Tihei mauri ora!
E ngā iwi, e ngā mana, e ngā kaipānui rā, tēnā rā koutou katoa.
I’m Dr. Isaac McIvor — a public and community archaeologist, lecturer, and researcher based in Ōtepoti Dunedin, Aotearoa New Zealand.
I work in the Archaeology Programme at the University of Otago, where my research sits at the interface of Mātauranga Māori and archaeological science. My work explores how whakapapa, oral traditions, and hapū knowledge systems can be woven together with landscape archaeology, radiocarbon dating, and chronological network analysis to build richer, more holistic understandings of Māori pasts.
Beyond the lab and the lecture theatre, I am passionate about community-led heritage management — particularly how hapū and kaitiaki can assert kaitiakitanga over their ancestral sites in the face of coastal erosion and climate change-induced heritage loss. Much of this work is grounded in ongoing partnerships with communities throughout Aotearoa.

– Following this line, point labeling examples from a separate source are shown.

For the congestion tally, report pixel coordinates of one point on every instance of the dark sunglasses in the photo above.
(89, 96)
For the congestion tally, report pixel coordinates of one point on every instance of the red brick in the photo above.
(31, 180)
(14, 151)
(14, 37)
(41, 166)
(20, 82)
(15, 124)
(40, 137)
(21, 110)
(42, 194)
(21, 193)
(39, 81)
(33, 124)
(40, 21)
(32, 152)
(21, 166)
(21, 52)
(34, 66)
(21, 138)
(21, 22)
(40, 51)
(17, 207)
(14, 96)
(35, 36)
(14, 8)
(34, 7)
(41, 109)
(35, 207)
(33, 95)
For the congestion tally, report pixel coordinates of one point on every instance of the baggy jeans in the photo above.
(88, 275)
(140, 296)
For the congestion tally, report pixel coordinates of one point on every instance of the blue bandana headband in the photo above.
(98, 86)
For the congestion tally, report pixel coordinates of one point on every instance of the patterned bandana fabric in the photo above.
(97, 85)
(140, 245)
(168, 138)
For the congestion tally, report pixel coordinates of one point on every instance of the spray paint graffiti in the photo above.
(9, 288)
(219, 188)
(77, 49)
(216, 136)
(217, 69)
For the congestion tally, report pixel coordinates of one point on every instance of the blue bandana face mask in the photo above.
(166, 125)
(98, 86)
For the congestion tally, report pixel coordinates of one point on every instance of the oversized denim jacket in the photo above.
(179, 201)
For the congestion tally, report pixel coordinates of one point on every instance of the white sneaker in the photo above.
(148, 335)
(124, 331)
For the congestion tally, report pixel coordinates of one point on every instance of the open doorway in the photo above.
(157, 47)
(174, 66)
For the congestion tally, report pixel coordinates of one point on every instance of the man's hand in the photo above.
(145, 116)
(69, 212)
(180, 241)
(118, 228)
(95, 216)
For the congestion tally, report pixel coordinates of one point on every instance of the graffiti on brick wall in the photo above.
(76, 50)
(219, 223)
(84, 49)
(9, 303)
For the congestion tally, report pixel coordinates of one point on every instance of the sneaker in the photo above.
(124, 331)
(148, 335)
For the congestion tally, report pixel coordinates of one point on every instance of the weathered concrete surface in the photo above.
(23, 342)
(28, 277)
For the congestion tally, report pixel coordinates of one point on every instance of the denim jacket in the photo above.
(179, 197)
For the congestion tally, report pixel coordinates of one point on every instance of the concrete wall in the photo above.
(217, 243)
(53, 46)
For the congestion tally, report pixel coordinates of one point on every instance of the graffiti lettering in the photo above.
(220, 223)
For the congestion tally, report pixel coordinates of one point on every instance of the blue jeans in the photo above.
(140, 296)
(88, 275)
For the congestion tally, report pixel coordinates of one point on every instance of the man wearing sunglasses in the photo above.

I am also the incoming Engagement Community of Inquiry Lead at Te Pūnaha Matatini (TPM), Aotearoa New Zealand’s Centre of Research Excellence for complex systems. In this role, I work with the amazing leadership team in build genuine, meaningful engagement with the people their work is meant to serve — communities, tāngata whenua, schools, policymakers, and local councils. We are all about bridging the gap between research excellence and real-world impact, which is exactly what this platform is also about.
The Past Before Us was born from a conviction that New Zealand’s extraordinary archaeological story deserves a wider audience through engaging, evidenced and accurate content. Whether you are a student, a teacher, a policymaker, a journalist, or simply someone who has always been curious about what lies beneath the surface of this land — this platform is for you.
The past is not behind us. It is woven into the landscape before us — i ngā wā o mua.